A Abdib apoia o modelo adotado na concessão dos aeroportos de Cumbica, Viracopos e Brasília, em que as empresas vencedores dos leilões terão que pagar, somandas, R$ 24,5 bilhões em outorgas, além de realizar investimentos de R$ 16 bilhões. A entidade acredita que o modelo de concessão pode ser ampliado em outros setores carentes de investimento, como o saneamento básico, que está longe de atender a maior da população brasileira. Para alcançar a universalização dos serviços de água e esgoto, seriam necessários, ao longo de 15 anos, investimentos anuais de R$ 20 bilhões.

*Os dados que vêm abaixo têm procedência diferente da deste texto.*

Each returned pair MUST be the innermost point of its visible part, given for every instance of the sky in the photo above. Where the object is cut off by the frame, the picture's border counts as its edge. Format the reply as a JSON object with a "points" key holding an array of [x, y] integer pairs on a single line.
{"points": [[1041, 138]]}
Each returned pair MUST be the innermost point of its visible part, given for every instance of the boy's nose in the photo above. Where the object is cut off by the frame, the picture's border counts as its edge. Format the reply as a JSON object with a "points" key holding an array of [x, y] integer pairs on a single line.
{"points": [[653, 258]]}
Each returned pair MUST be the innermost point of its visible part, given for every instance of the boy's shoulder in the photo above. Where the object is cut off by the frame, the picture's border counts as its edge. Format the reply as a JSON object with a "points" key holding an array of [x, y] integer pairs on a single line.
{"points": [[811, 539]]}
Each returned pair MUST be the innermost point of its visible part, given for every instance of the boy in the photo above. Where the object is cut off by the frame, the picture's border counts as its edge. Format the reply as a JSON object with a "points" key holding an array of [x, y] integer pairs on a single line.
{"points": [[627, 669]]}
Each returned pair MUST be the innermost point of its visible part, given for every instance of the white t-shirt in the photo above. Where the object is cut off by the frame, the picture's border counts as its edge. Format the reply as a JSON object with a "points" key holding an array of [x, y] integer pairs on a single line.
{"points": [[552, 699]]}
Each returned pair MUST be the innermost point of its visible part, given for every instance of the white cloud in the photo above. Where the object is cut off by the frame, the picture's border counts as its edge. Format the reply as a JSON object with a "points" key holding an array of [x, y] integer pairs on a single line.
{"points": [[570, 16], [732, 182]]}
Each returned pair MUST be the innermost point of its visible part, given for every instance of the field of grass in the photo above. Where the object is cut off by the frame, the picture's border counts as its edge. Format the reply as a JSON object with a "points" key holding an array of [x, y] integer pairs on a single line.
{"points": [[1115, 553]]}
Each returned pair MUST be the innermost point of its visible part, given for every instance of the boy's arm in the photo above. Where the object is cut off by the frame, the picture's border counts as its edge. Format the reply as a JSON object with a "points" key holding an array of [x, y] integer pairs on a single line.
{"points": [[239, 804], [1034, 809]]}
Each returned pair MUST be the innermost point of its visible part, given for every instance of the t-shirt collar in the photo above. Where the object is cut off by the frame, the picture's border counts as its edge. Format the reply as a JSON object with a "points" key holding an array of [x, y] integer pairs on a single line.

O economista do Iedi Julio Gomes de Almeida, ex-secretário de Política Econômica do Ministério da Fazenda e professor da Unicamp, avalia que as melhores alternativas para sair da estagnação da economia estão em reforçar o investimento público em infraestrutura e lançar mão de mecanismos para acelerar a participação do capital privado na indústria e em outros setores da economia. “Os incentivos em infraestrutura resultam em investimentos duradouros que ficam e não podem ser retirados depois”, ressalta ele. 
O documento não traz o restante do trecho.